Are your pods deployed to virtual nodes experiencing issues or high latency with outbound network calls?
-
Is the Subnet you configured for ACI (default name
cg
) configured with a NAT Gateway?- It should be! See the IMPORTANT tag in the VNET configuration section from the setup. Update the subnet to use a NAT Gateway and re-create the pod!
-
Is the problem only occurring in pods with kube-proxy disabled or in Confidential pods?
- The default AKS configuration is to use an internal cluster DNS, which works great... except, it runs on a cluster IP. That means the DNS is only accessible from a machine while kube-proxy is running, updating network routing. Disabling kube-proxy explicitly via the pod annotation or implicitly by using Confidential (which doesn't support kube-proxy usage, see note in kube-proxy pod annotation) is making the K8s injected DNS entry unreachable. Clients which support multi-DNS configuration may succeed but with added latency from waiting on the first DNS entry return. Our recommendation is to disable K8s DNS injection in this case.
Like with all K8s containers, a diagnostic step to understand what might have happened is to check the pod's event logs (for example, via kubectl describe
). However, for confidential containers the errors are often not immediately understandable.
For example, you might see an event like this:
failed to create containerd task: failed to create shim task: failed to create container 18197025abfacf6365ef65d083687e1d9f03b9792779e15796247a7281043065: guest RPC failure: container creation denied due to policy: policyDecision< eyJkZWNpc2lvbiI6ImRlbnkiLCJyZWFzb24iOnsiZXJyb3JzIjpbImludmFsaWQgY29tbWFuZCJdfSwidHJ1bmNhdGVkIjpbImlucHV0Il19 >policyDecision: unknown
While not immediately obvious, the policy decision section is actually a base64 encoded string with the underlying error.
Decoding the above example (any base64 decoder will do, the built-in utility for PowerShell used here for portability):
[System.Text.Encoding]::UTF8.GetString([System.Convert]::FromBase64String("eyJkZWNpc2lvbiI6ImRlbnkiLCJyZWFzb24iOnsiZXJyb3JzIjpbImludmFsaWQgY29tbWFuZCJdfSwidHJ1bmNhdGVkIjpbImlucHV0Il19"))
{"decision":"deny","reason":{"errors":["invalid command"]},"truncated":["input"]}
So, for this example the issue was that the container's CCE Policy didn't have the same command for the container as what was actually being run for it.

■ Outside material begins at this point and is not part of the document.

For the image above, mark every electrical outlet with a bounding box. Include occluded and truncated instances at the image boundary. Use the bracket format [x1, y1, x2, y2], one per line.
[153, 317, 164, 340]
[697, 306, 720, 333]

You might decode a confidential policy decision error that says something like this:
{"decision":"deny","input":{"deviceHash":"deab9495e4a3c245e3be675a350d0e7a9fe6dcdc95a73582f8586dd759ca7a0b","rule":"mount_device","target":"/run/mounts/m9"},"reason":{"errors":["deviceHash not found"]}}
This type of error most commonly occurs when the image layers for the container provided in the CCE Policy do not align with the actual pulled image layers for the container.
This can happen in cases where an image is updated without regenerating the CCE policy... which can happen unexpectedly when using public images or images with tags that are overwritten (a common example being latest
).
Confidential containers are behaving as designed and explicitly protecting your usage from these unauthorized updates (that do not align with the Confidential Policy provided), but in so doing will prevent the pods from going into a running state.
The recommendation would be to use images from an image registry you control and to not overwrite tags... both of which will make it easier for you to control what you are deploying and avoid unexpected updates.